Severino Ngoenha e Padre José Luzia defendem que há uma necessidade de se revisitar a história da intervenção da Igreja Católica na vigência do colonialismo português em Moçambique, numa altura em que se vive a terceira vaga da colonização. Os dois falavam durante o lançamento da obra “Moçambique: da colonização à guerra colonial, a intervenção da Igreja Católica”.
Uma obra escrita por dois escritores portugueses, Manuel Vilas Boas e Amadeu de Araújo, que retratam a intervenção da Igreja Católica no período colonialismo português em Moçambique. Uma intervenção que ajudou o país a perceber a ligação que existia entre a religião e a política.
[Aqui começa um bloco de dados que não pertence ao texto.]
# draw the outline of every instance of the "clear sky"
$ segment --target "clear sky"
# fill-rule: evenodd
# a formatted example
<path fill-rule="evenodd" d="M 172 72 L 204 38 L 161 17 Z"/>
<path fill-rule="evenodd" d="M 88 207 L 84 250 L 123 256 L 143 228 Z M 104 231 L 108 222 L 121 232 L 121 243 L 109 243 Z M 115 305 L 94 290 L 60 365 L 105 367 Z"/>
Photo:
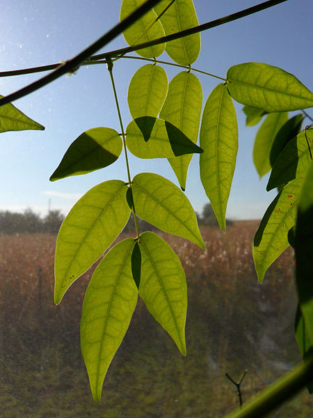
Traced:
<path fill-rule="evenodd" d="M 0 71 L 58 63 L 86 48 L 118 22 L 120 0 L 10 0 L 1 4 Z M 194 0 L 200 23 L 261 3 L 252 0 Z M 291 72 L 313 88 L 312 0 L 289 0 L 252 16 L 202 33 L 202 50 L 195 68 L 224 77 L 235 64 L 255 61 Z M 126 46 L 120 36 L 103 51 Z M 135 54 L 134 53 L 133 55 Z M 170 61 L 164 53 L 160 59 Z M 114 65 L 124 125 L 131 118 L 127 104 L 129 81 L 145 63 L 121 59 Z M 177 70 L 164 66 L 170 79 Z M 0 79 L 6 95 L 44 73 Z M 204 103 L 218 81 L 198 76 Z M 90 187 L 110 179 L 127 180 L 122 155 L 114 164 L 85 176 L 51 183 L 49 178 L 70 144 L 83 132 L 98 126 L 120 132 L 109 72 L 105 65 L 81 68 L 48 86 L 15 102 L 15 105 L 45 127 L 45 131 L 5 132 L 0 135 L 0 210 L 31 208 L 45 214 L 49 206 L 65 215 Z M 275 192 L 266 192 L 268 176 L 261 180 L 252 161 L 259 125 L 246 127 L 242 105 L 236 104 L 239 150 L 227 215 L 238 219 L 262 217 Z M 313 116 L 313 110 L 307 111 Z M 308 120 L 305 123 L 309 124 Z M 134 176 L 153 171 L 177 180 L 166 160 L 130 158 Z M 208 199 L 199 176 L 198 157 L 188 171 L 186 191 L 195 210 Z"/>

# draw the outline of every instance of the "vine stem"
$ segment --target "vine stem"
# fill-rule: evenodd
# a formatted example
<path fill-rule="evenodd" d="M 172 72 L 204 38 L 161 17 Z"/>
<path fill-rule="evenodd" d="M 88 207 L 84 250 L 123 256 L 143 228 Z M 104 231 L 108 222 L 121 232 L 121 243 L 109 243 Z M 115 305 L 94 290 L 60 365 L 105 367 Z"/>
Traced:
<path fill-rule="evenodd" d="M 264 1 L 264 3 L 261 3 L 260 4 L 257 4 L 257 6 L 254 6 L 252 7 L 250 7 L 247 9 L 244 9 L 237 12 L 236 13 L 233 13 L 232 15 L 229 15 L 228 16 L 224 16 L 223 17 L 220 17 L 220 19 L 216 19 L 216 20 L 213 20 L 211 22 L 207 22 L 203 24 L 195 26 L 194 28 L 191 28 L 190 29 L 186 29 L 185 31 L 182 31 L 181 32 L 177 32 L 176 33 L 172 33 L 171 35 L 168 35 L 168 36 L 163 36 L 162 38 L 159 38 L 159 39 L 156 39 L 152 41 L 149 41 L 147 42 L 138 44 L 134 47 L 129 47 L 126 48 L 122 48 L 120 49 L 116 49 L 115 51 L 111 51 L 109 52 L 106 52 L 105 54 L 100 54 L 98 55 L 93 55 L 93 54 L 95 53 L 97 51 L 99 51 L 101 48 L 108 44 L 111 40 L 115 39 L 118 35 L 124 31 L 127 27 L 129 27 L 131 24 L 132 24 L 134 22 L 138 20 L 141 16 L 143 16 L 145 13 L 150 10 L 154 6 L 160 2 L 161 0 L 148 0 L 145 3 L 143 3 L 138 9 L 135 10 L 131 15 L 127 17 L 125 20 L 123 20 L 121 23 L 116 25 L 113 29 L 109 31 L 107 33 L 104 34 L 100 39 L 95 42 L 90 47 L 82 51 L 80 54 L 77 55 L 72 59 L 66 61 L 65 63 L 61 64 L 52 64 L 52 65 L 46 65 L 44 70 L 42 70 L 40 67 L 37 67 L 35 69 L 34 68 L 28 68 L 26 70 L 17 70 L 15 71 L 4 71 L 0 72 L 0 77 L 8 77 L 13 75 L 22 75 L 22 74 L 29 74 L 31 72 L 39 72 L 40 71 L 47 71 L 47 68 L 50 67 L 50 69 L 52 66 L 54 68 L 56 68 L 52 72 L 49 73 L 45 77 L 39 79 L 38 80 L 23 87 L 22 88 L 13 93 L 11 94 L 8 95 L 0 99 L 0 106 L 3 106 L 3 104 L 6 104 L 10 102 L 13 102 L 17 99 L 19 99 L 24 96 L 38 90 L 41 87 L 49 84 L 54 80 L 58 79 L 61 75 L 66 74 L 67 72 L 73 72 L 80 65 L 88 60 L 89 58 L 93 60 L 100 60 L 100 59 L 112 59 L 120 55 L 124 55 L 129 52 L 133 52 L 134 51 L 137 51 L 139 49 L 142 49 L 143 48 L 146 48 L 150 46 L 154 46 L 156 45 L 159 45 L 161 43 L 164 43 L 165 42 L 169 42 L 170 40 L 173 40 L 175 39 L 179 39 L 181 38 L 184 38 L 184 36 L 187 36 L 188 35 L 191 35 L 192 33 L 197 33 L 198 32 L 202 32 L 202 31 L 207 31 L 207 29 L 210 29 L 214 27 L 216 27 L 221 24 L 224 24 L 225 23 L 228 23 L 230 22 L 232 22 L 234 20 L 236 20 L 237 19 L 241 19 L 241 17 L 244 17 L 246 16 L 248 16 L 249 15 L 252 15 L 253 13 L 257 13 L 261 10 L 265 10 L 270 7 L 273 7 L 273 6 L 276 6 L 280 3 L 283 3 L 284 1 L 287 1 L 287 0 L 268 0 L 267 1 Z M 86 63 L 88 65 L 88 61 Z"/>
<path fill-rule="evenodd" d="M 118 93 L 116 92 L 115 84 L 114 82 L 114 77 L 113 77 L 113 63 L 112 61 L 109 61 L 109 62 L 107 63 L 107 68 L 108 68 L 109 72 L 110 74 L 111 82 L 112 84 L 112 88 L 113 88 L 113 93 L 114 93 L 114 99 L 115 100 L 116 109 L 118 110 L 118 119 L 120 121 L 120 129 L 121 129 L 122 139 L 122 141 L 123 141 L 123 148 L 124 148 L 124 152 L 125 154 L 126 168 L 127 169 L 128 185 L 129 185 L 129 190 L 131 193 L 131 203 L 132 203 L 132 207 L 133 207 L 132 208 L 133 208 L 133 212 L 134 212 L 134 219 L 135 220 L 136 233 L 137 235 L 136 239 L 138 239 L 138 238 L 139 238 L 139 229 L 138 227 L 137 215 L 136 215 L 135 205 L 134 203 L 133 193 L 131 191 L 131 174 L 130 174 L 129 162 L 128 160 L 127 148 L 126 146 L 125 132 L 124 130 L 123 123 L 122 121 L 122 115 L 120 113 L 120 105 L 118 104 Z"/>
<path fill-rule="evenodd" d="M 168 61 L 160 61 L 159 59 L 155 59 L 154 58 L 143 58 L 143 56 L 134 56 L 130 55 L 122 55 L 122 56 L 119 56 L 115 59 L 115 60 L 122 59 L 122 58 L 129 58 L 130 59 L 140 59 L 143 61 L 147 61 L 152 63 L 156 63 L 157 64 L 165 64 L 166 65 L 172 65 L 174 67 L 179 67 L 180 68 L 186 68 L 186 70 L 191 70 L 191 71 L 195 71 L 197 72 L 200 72 L 201 74 L 204 74 L 205 75 L 209 75 L 210 77 L 214 77 L 214 78 L 217 78 L 220 80 L 223 80 L 223 82 L 226 82 L 226 79 L 223 78 L 222 77 L 219 77 L 218 75 L 215 75 L 214 74 L 211 74 L 209 72 L 207 72 L 206 71 L 202 71 L 202 70 L 197 70 L 196 68 L 193 68 L 189 65 L 181 65 L 180 64 L 175 64 L 175 63 L 169 63 Z M 114 60 L 114 61 L 115 61 Z"/>

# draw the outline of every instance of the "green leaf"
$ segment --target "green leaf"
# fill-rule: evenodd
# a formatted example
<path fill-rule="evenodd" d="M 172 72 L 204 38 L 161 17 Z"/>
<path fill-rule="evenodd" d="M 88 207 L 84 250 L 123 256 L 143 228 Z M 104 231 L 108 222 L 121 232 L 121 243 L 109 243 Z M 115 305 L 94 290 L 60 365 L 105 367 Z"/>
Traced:
<path fill-rule="evenodd" d="M 50 180 L 86 174 L 106 167 L 118 160 L 122 149 L 122 139 L 113 129 L 90 129 L 70 146 Z"/>
<path fill-rule="evenodd" d="M 270 153 L 270 164 L 272 167 L 288 142 L 299 133 L 303 118 L 301 114 L 296 115 L 284 123 L 278 132 Z"/>
<path fill-rule="evenodd" d="M 193 207 L 172 183 L 158 174 L 141 173 L 134 178 L 131 190 L 139 217 L 205 248 Z"/>
<path fill-rule="evenodd" d="M 0 99 L 3 97 L 0 95 Z M 44 130 L 45 126 L 26 116 L 11 103 L 0 107 L 0 132 L 29 129 Z"/>
<path fill-rule="evenodd" d="M 54 302 L 95 263 L 115 239 L 129 217 L 128 187 L 111 180 L 90 189 L 73 206 L 56 240 Z"/>
<path fill-rule="evenodd" d="M 298 345 L 299 346 L 300 353 L 303 359 L 309 358 L 313 353 L 313 339 L 310 339 L 307 332 L 307 327 L 302 314 L 300 305 L 298 304 L 297 312 L 295 320 L 295 335 Z M 312 394 L 313 393 L 313 378 L 311 382 L 307 384 L 307 389 Z"/>
<path fill-rule="evenodd" d="M 267 114 L 267 112 L 264 111 L 263 109 L 252 107 L 251 106 L 244 106 L 243 111 L 247 116 L 246 118 L 246 126 L 254 126 L 257 125 L 261 121 L 262 116 Z"/>
<path fill-rule="evenodd" d="M 166 158 L 202 153 L 202 150 L 169 122 L 143 116 L 126 128 L 126 144 L 139 158 Z"/>
<path fill-rule="evenodd" d="M 298 203 L 304 178 L 288 183 L 267 208 L 253 242 L 253 258 L 259 281 L 289 246 L 288 231 L 296 224 Z"/>
<path fill-rule="evenodd" d="M 140 236 L 139 295 L 154 319 L 186 355 L 187 285 L 179 258 L 167 242 L 152 232 Z"/>
<path fill-rule="evenodd" d="M 138 70 L 128 88 L 127 101 L 133 119 L 157 116 L 168 93 L 166 72 L 159 65 L 147 64 Z"/>
<path fill-rule="evenodd" d="M 160 118 L 172 123 L 196 144 L 202 107 L 201 84 L 195 75 L 184 71 L 170 82 Z M 186 189 L 188 167 L 192 157 L 184 155 L 168 160 L 183 190 Z"/>
<path fill-rule="evenodd" d="M 170 3 L 163 0 L 154 6 L 158 15 Z M 160 17 L 166 35 L 171 35 L 199 24 L 192 0 L 176 0 Z M 199 56 L 201 47 L 200 33 L 193 33 L 166 44 L 166 51 L 170 58 L 181 65 L 192 64 Z"/>
<path fill-rule="evenodd" d="M 231 67 L 227 74 L 230 95 L 239 103 L 266 111 L 299 110 L 313 106 L 313 93 L 294 75 L 262 63 Z"/>
<path fill-rule="evenodd" d="M 146 0 L 123 0 L 120 9 L 120 21 L 127 17 Z M 164 30 L 159 20 L 156 20 L 156 13 L 150 10 L 144 16 L 138 19 L 129 28 L 124 31 L 123 35 L 126 42 L 130 46 L 149 42 L 165 36 Z M 148 47 L 139 49 L 136 52 L 145 58 L 154 58 L 161 55 L 164 49 L 165 44 Z"/>
<path fill-rule="evenodd" d="M 294 180 L 295 181 L 295 180 Z M 296 279 L 305 330 L 313 343 L 313 163 L 305 178 L 296 226 Z"/>
<path fill-rule="evenodd" d="M 226 207 L 238 150 L 236 111 L 225 84 L 217 86 L 203 111 L 200 140 L 200 177 L 221 229 L 226 226 Z"/>
<path fill-rule="evenodd" d="M 272 145 L 277 133 L 287 120 L 287 112 L 270 114 L 257 132 L 253 147 L 253 162 L 260 177 L 271 170 Z"/>
<path fill-rule="evenodd" d="M 81 346 L 95 401 L 112 359 L 129 325 L 138 299 L 133 280 L 132 238 L 121 241 L 95 270 L 83 300 Z"/>
<path fill-rule="evenodd" d="M 305 134 L 312 147 L 313 129 L 306 130 Z M 277 157 L 273 166 L 266 190 L 271 190 L 299 176 L 303 176 L 307 172 L 310 164 L 310 148 L 305 133 L 302 132 L 288 142 Z"/>

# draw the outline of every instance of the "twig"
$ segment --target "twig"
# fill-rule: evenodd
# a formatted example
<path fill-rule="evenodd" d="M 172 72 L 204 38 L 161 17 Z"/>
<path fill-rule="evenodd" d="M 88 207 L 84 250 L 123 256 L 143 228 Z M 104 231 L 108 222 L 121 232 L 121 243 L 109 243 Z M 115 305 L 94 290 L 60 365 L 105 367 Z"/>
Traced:
<path fill-rule="evenodd" d="M 240 389 L 240 385 L 241 385 L 241 382 L 243 380 L 243 378 L 246 376 L 246 373 L 248 372 L 248 369 L 246 369 L 241 378 L 240 378 L 240 380 L 239 382 L 235 382 L 233 379 L 232 379 L 232 378 L 230 376 L 230 375 L 227 373 L 225 373 L 225 376 L 230 379 L 230 380 L 232 382 L 232 383 L 234 383 L 234 385 L 236 386 L 236 387 L 237 388 L 237 395 L 238 397 L 239 398 L 239 405 L 241 406 L 242 405 L 242 395 L 241 395 L 241 391 Z"/>

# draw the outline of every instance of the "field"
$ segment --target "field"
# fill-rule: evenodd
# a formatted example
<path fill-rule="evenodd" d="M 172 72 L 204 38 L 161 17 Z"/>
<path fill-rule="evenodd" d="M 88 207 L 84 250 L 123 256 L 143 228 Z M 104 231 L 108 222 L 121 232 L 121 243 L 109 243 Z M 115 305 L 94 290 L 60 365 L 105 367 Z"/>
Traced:
<path fill-rule="evenodd" d="M 97 403 L 79 350 L 91 272 L 56 307 L 56 235 L 0 235 L 1 417 L 221 417 L 238 402 L 225 373 L 238 380 L 246 369 L 243 401 L 250 398 L 300 361 L 293 329 L 293 252 L 288 249 L 259 284 L 251 251 L 257 228 L 254 222 L 235 222 L 225 233 L 202 228 L 205 251 L 162 233 L 186 274 L 187 356 L 139 300 Z M 270 416 L 308 418 L 312 409 L 303 390 Z"/>

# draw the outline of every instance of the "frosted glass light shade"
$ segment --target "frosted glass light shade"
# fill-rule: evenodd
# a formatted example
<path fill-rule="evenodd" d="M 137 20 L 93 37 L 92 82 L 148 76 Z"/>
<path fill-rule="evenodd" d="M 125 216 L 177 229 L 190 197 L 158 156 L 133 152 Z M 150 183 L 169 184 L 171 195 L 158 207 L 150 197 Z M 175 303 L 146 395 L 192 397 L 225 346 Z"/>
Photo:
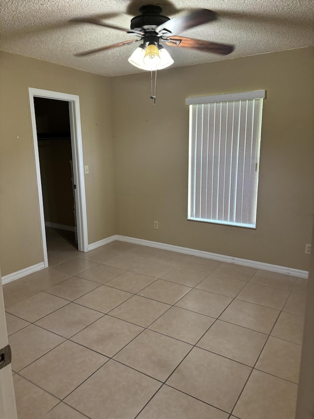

Padre José Luzia, um dos entrevistados no livro é convidado a fazer comentários no lançamento do livro, disse que havia uma ligação directa entre a política e a religião, tal como a relação entre Dom Manuel Vieira Pinto, então Bispo de Nampula, e Samora Machel, então presidente da República.
“Quero dizer, o testemunho que temos, sobretudo do Vieira Pinto e o meu, não é tanto do tempo colonial. Atenção, que o Vieira Pinto ainda ficou até 2001. Portanto, é toda a relação de Vieira Pinto com Samora Machel”, disse o Padre José Luzia.
O sacerdote revelou ainda que o conteúdo do livro deve levar os leitores a uma percepção profunda da ligação entre religião e política. “Neste momento, nós precisamos de, ao ler este livro, perceber a profundidade, por um lado, do Evangelho de Jesus, porque agora às vezes aparece aí nas redes sociais que eles vieram com o Evangelho, mas ficaram com a terra e nós ficamos com a religião. Não é verdade”, revela.
E dá exemplo do que acontece com o próprio, quando diz que “aquilo que sou, politicamente, e sou profundamente político, não sou capaz de fazer uma homilia sem meter a mão na política. Não sou capaz. Porque, de facto, a fé e a política estão dentro de mim como alguma coisa que actua permanentemente. E eu não sou um crente a olhar celestialmente para as nuvens. Eu sou crente na conjuntura, e por isso fui o primeiro a ser expulso de Moçambique, a seguir à independência”.
Já Severino Ngoenha, que foi chamado para fazer a apresentação do livro, começou por dizer que as apresentações dos livros não têm que dizer o que os autores querem trazer, “têm que dar razões para as pessoas irem ler livros”.
Ngoenha disse que o livro “Moçambique: da colonização à guerra colonial, a intervenção da Igreja Católica” é um convite para rever uma parte da história moçambicana, mas também para revisitar a historiografia nacional.
“Estamos a 150 anos da terceira vaga da colonização, aniversário da escravatura, estamos a 50 anos de independência, o que foi a missão cristã. Recordar-se que em 1962, Paulo VI foi o primeiro a receber Agostinho Neto, Amílcar Cabral e Marcelino dos Santos, a dizer que, de um lado, o cristianismo não tem nenhuma novidade para os povos africanos, porque afinal de contas, a primeira terra do cristianismo foi a África, desde o primeiro século do cristianismo, e em segundo lugar a dizer que é legítimo que os africanos lutem pela independência, e foi a primeira grande personalidade a levantar-se contra a colonização e o aparecimento de libertação. Então, a Igreja tem os seus pecados, tem as suas virtudes, tem uma historiografia complexa e muitas vezes é tomada com demasiada simplicidade. Então, isto é um convite para revermos uma parte da nossa história e um convite da historiografia nacional para tomar a sério este tema”, revelou o filósofo.
O lançamento do livro, que já está à venda nas livrarias, contou com a participação de académicos, religiosos e estudantes.